Aunque en la actualidad la Familia Real tiene como sede oficial de sus veraneos el Palacio de Marivent de Mallorca, hubo un tiempo en el que el Jefe del Estado y sus parientes más cercanos preferían los templados veranos del norte de España y las frescas aguas del Cantábrico por encima del calor húmedo de las zonas costeras mediterráneas. Así, San Sebastián y Santander se convirtieron en el refugio de la Reina María Cristina, segunda esposa de Alfonso XII, y del Rey Alfonso XIII, (bisabuelo de Felipe VI), y de su esposa e hijos.

La historia unió para siempre San Sebastián y a la Familia Real en 1887, cuando la Reina María Cristina, regente desde la muerte de Alfonso XII hasta la mayoría de edad de Alfonso XIII, inauguró el Casino de la ciudad, hoy sede del ayuntamiento, se enamoró  perdidamente de la Bella Easo y quiso tener casa de veraneo allí. De todos modos, ya en tiempos de Isabel II, suegra de María Cristina, la Casa Real mostró predilección por Gipuzkoa, ya que la Monarca escogió no solo Donosti, sino también la bella villa de Zarautz para pasar parte del verano y darse baños de mar en el Cantábrico, para lo cual se alojó en el Palacio de Narros.

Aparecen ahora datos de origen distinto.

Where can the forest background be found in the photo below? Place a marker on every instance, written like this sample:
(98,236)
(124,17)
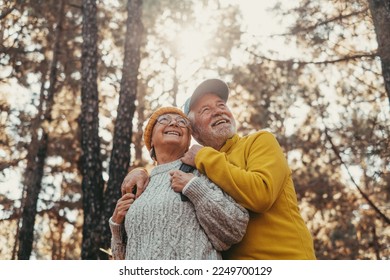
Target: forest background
(78,79)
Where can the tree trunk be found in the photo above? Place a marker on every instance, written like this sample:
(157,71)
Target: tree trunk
(120,156)
(380,12)
(37,152)
(90,161)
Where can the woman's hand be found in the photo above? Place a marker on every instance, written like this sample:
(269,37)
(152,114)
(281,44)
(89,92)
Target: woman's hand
(121,207)
(179,179)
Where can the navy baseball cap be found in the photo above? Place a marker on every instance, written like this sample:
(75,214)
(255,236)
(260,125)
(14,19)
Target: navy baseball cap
(215,86)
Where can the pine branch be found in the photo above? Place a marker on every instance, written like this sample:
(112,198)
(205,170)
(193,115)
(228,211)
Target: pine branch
(365,196)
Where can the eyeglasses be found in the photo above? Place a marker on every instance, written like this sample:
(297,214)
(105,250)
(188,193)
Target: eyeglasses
(167,120)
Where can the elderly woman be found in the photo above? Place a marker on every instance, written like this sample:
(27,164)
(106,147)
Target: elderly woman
(158,224)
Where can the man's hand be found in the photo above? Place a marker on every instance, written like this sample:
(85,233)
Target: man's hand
(136,179)
(179,179)
(189,156)
(121,207)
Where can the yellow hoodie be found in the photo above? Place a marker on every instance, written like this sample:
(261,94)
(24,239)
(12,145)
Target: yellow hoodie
(254,171)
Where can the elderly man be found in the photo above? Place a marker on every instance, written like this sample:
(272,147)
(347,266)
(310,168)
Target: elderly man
(253,170)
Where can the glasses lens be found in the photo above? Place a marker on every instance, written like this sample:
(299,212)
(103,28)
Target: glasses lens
(167,119)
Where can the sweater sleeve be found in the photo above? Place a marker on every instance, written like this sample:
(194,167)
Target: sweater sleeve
(118,240)
(253,173)
(223,220)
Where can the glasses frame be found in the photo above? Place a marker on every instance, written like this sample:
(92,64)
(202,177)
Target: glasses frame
(167,120)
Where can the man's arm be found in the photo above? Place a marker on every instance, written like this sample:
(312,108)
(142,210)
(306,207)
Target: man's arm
(258,182)
(223,220)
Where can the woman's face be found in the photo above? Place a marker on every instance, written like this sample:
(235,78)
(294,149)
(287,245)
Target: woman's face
(171,130)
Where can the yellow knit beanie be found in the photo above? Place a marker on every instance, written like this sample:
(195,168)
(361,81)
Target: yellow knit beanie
(153,119)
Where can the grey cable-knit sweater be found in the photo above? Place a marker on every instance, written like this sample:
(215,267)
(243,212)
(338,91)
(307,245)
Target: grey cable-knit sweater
(159,226)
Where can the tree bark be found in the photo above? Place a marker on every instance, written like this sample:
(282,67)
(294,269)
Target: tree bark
(37,152)
(380,12)
(90,161)
(120,156)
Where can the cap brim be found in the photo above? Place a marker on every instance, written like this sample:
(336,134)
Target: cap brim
(215,86)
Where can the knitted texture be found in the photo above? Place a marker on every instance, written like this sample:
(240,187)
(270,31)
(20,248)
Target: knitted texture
(153,119)
(161,226)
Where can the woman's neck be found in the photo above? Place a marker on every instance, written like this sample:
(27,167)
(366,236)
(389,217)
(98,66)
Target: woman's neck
(166,156)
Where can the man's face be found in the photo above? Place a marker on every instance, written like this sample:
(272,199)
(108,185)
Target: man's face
(212,121)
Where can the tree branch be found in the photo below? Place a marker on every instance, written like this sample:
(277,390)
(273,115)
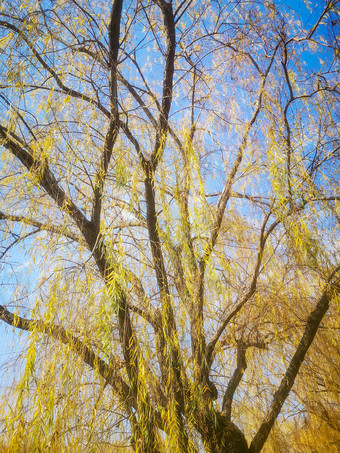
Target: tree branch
(112,133)
(109,372)
(331,291)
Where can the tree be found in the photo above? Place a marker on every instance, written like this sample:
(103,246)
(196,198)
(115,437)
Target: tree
(175,164)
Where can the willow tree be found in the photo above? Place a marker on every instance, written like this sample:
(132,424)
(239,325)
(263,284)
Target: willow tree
(169,176)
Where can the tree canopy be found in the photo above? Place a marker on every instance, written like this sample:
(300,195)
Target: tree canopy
(170,182)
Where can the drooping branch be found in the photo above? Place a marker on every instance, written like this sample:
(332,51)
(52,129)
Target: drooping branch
(47,180)
(56,229)
(65,89)
(251,290)
(109,372)
(331,291)
(241,366)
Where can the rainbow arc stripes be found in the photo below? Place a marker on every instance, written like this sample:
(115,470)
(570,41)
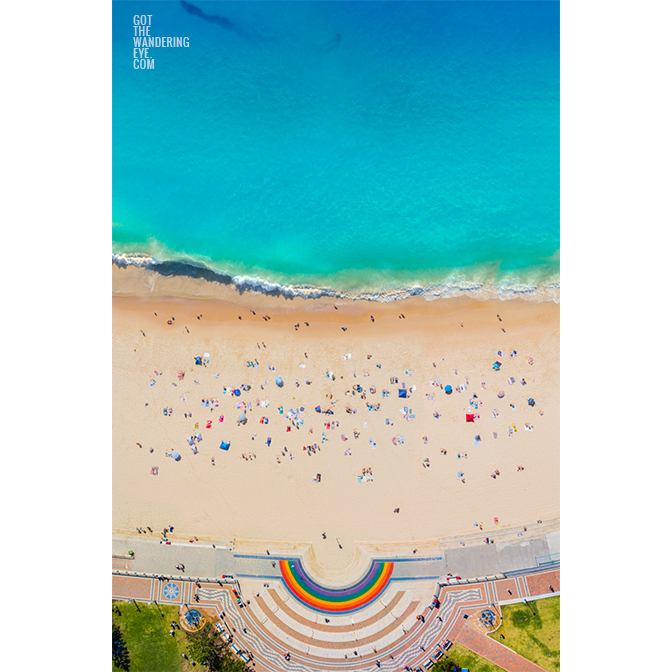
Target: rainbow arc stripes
(340,600)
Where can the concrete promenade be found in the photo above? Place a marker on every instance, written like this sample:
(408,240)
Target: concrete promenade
(402,629)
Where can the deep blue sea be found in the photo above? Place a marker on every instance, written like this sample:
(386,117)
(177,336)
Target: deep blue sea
(346,144)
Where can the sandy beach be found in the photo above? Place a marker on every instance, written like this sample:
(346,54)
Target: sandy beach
(426,461)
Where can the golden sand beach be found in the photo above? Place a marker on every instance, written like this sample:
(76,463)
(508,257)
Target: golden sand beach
(425,461)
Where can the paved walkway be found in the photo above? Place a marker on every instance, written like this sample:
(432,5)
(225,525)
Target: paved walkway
(273,623)
(466,635)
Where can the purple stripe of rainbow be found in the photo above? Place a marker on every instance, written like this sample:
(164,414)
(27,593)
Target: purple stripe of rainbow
(340,600)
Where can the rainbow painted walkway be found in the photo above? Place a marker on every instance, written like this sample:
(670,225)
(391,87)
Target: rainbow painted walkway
(335,601)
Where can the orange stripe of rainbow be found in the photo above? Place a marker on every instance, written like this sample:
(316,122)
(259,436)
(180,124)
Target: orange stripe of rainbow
(330,600)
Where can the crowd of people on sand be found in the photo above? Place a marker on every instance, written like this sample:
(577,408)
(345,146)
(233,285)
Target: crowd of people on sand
(295,419)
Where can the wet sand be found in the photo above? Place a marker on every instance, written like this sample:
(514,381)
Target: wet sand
(272,498)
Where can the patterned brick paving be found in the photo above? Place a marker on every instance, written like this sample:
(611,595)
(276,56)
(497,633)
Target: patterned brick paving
(413,648)
(331,628)
(538,584)
(131,587)
(488,648)
(411,609)
(502,587)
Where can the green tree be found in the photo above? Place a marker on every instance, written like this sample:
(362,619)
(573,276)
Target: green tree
(206,647)
(446,665)
(120,656)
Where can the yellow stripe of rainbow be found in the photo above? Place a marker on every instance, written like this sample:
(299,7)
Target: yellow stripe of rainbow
(330,600)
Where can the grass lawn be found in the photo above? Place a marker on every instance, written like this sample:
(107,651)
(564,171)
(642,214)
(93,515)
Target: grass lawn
(468,660)
(533,636)
(147,638)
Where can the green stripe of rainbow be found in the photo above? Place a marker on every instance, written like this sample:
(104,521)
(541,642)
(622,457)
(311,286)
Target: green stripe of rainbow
(331,600)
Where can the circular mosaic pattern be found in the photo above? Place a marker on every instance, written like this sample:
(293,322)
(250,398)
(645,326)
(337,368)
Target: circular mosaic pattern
(193,620)
(171,591)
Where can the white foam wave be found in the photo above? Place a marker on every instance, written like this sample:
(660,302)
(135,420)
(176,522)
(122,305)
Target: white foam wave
(448,288)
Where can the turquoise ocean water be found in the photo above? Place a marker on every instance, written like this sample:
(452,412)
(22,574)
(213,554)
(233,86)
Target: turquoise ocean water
(383,147)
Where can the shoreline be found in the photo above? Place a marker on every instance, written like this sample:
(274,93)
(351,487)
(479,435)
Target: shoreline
(238,498)
(203,276)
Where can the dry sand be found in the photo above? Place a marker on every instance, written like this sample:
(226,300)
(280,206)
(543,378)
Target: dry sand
(277,501)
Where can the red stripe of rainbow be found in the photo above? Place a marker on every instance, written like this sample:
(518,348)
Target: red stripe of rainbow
(331,600)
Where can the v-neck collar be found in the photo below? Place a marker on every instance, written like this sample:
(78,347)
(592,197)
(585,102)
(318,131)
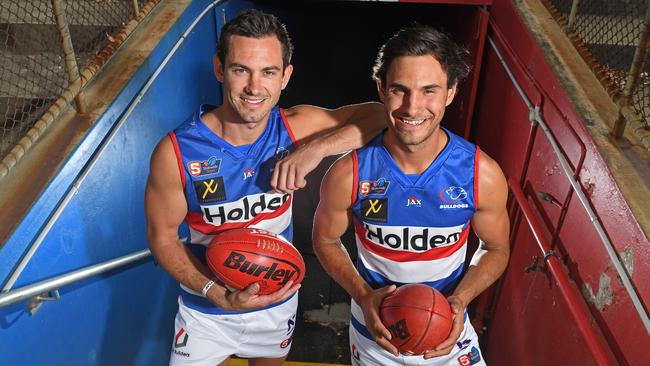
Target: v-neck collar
(227,147)
(425,176)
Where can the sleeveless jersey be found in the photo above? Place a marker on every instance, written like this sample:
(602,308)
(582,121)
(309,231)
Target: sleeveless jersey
(229,187)
(413,229)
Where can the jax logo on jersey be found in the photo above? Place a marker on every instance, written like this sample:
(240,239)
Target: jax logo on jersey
(453,197)
(411,238)
(281,153)
(379,186)
(210,166)
(244,209)
(470,358)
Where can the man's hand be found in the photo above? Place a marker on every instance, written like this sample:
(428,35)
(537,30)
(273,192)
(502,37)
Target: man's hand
(458,318)
(248,299)
(370,306)
(289,173)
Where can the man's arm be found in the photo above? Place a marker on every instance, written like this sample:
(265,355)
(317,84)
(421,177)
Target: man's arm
(491,225)
(165,208)
(323,132)
(332,218)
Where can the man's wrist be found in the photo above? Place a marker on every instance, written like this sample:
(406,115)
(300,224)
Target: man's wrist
(208,285)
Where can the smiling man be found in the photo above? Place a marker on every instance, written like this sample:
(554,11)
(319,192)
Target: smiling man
(228,167)
(411,194)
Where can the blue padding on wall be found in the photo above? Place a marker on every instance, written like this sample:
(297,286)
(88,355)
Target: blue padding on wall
(124,317)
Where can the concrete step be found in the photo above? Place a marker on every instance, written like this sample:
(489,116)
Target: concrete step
(78,12)
(34,38)
(40,76)
(599,7)
(17,116)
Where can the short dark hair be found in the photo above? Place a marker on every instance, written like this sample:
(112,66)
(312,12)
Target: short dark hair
(254,24)
(420,40)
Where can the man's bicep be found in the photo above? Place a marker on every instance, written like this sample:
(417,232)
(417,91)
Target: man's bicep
(491,222)
(307,121)
(333,213)
(165,205)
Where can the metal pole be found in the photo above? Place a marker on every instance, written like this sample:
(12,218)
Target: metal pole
(609,247)
(31,250)
(136,8)
(633,76)
(38,288)
(572,15)
(68,50)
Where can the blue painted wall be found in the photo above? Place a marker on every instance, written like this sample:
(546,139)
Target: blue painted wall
(124,317)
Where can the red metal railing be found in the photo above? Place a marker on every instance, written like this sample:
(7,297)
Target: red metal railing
(601,352)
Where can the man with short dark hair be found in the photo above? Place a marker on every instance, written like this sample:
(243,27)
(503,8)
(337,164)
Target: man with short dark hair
(218,171)
(410,195)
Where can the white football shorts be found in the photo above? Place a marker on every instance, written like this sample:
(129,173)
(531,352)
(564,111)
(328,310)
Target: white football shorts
(366,352)
(208,339)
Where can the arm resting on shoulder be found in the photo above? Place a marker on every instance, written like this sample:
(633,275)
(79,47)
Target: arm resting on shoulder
(323,132)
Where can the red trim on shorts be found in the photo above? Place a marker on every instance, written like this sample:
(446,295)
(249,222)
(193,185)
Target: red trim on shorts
(285,120)
(478,153)
(179,159)
(355,176)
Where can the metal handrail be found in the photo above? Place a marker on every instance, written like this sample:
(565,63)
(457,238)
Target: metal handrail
(57,282)
(570,293)
(536,117)
(103,146)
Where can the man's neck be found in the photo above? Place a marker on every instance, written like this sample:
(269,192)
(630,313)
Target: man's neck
(227,124)
(415,159)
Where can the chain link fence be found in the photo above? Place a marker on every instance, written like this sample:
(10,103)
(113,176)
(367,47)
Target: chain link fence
(33,70)
(613,38)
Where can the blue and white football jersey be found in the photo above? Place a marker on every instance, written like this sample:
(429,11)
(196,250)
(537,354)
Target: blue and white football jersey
(229,187)
(413,228)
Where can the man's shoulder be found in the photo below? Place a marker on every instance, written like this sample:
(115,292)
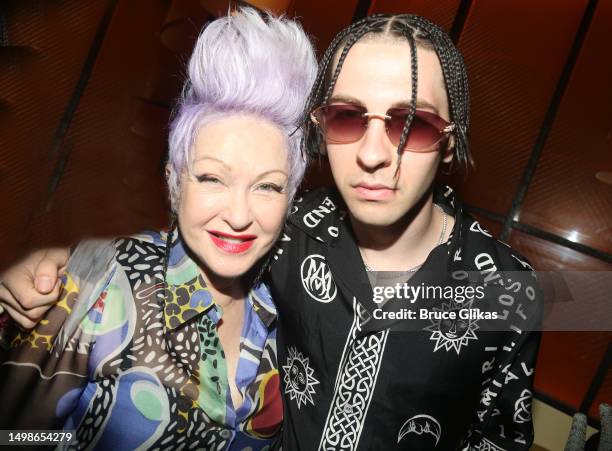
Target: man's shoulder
(486,251)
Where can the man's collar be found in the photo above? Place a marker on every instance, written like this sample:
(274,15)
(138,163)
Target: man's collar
(187,295)
(319,213)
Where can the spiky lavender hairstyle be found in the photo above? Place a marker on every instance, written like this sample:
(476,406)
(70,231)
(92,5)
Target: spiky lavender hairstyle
(244,64)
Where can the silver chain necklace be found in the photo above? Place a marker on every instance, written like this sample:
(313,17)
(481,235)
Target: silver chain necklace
(440,241)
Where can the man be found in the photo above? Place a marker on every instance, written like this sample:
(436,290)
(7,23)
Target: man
(390,105)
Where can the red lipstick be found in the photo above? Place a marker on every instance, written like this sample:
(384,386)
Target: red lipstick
(233,244)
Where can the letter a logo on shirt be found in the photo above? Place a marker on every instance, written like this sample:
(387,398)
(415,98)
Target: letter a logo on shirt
(317,279)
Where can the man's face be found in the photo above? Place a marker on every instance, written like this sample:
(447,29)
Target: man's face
(376,75)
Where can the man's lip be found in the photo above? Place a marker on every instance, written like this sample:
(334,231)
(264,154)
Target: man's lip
(372,186)
(373,191)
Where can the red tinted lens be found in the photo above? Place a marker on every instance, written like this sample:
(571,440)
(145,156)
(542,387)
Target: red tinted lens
(425,130)
(342,123)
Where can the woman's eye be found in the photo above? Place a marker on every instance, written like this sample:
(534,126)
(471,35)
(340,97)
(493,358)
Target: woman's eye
(270,187)
(207,179)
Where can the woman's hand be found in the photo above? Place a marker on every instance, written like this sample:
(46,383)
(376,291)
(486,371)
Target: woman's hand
(29,288)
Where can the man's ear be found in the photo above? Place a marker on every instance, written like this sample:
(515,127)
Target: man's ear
(450,150)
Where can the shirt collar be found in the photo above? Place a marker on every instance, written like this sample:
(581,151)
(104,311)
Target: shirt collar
(187,295)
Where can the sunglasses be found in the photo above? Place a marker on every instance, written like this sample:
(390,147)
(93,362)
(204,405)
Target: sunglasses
(346,123)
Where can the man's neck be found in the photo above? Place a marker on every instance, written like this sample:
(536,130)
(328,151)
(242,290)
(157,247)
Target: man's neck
(405,244)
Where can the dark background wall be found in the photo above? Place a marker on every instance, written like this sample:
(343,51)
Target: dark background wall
(86,89)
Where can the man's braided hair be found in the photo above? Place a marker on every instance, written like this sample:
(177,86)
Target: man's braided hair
(418,32)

La Reina María Cristina rechazó las cesiones del consistorio donostiarra y adquirió los terrenos que el Conde de Moviana tenía en Miraconcha, en un promontorio con una ubicación privilegiada que separa las playas de La Concha y Ondarreta. Posteriormente, la regente ordenó la construcción de su palacio de verano al arquitecto británico Selden Wornum, que proyectó una residencia al más puro estilo casa de campo inglesa. Pese a ello, el edificio fue levantado por Benito Olasagasti y José Goicoa, que otorgaron a Miramar la hermosa apariencia con la que cuenta desde hace más de un siglo. El Palacio, erigido con ladrillo y piedra arenisca con entramado de madera, cuenta con un sótano y tres plantas, de las cuales la más alta era para el servicio. Sobresale también la torre octogonal que corona la construcción. Entre sus estancias destacan los Salones de Música, de Madera y Blanco, la Biblioteca, el Comedor Real y el Petit Salón, que han sido conservados prácticamente como fueron concebidos. El resto del Palacio se ha adecuado a las exigencias actuales, aunque siempre respetando el estilo con el que fue erigido. Allí, con vistas a la espléndida bahía de La Concha y con la isla de Santa Clara enfrente, se instaló la corte durante décadas.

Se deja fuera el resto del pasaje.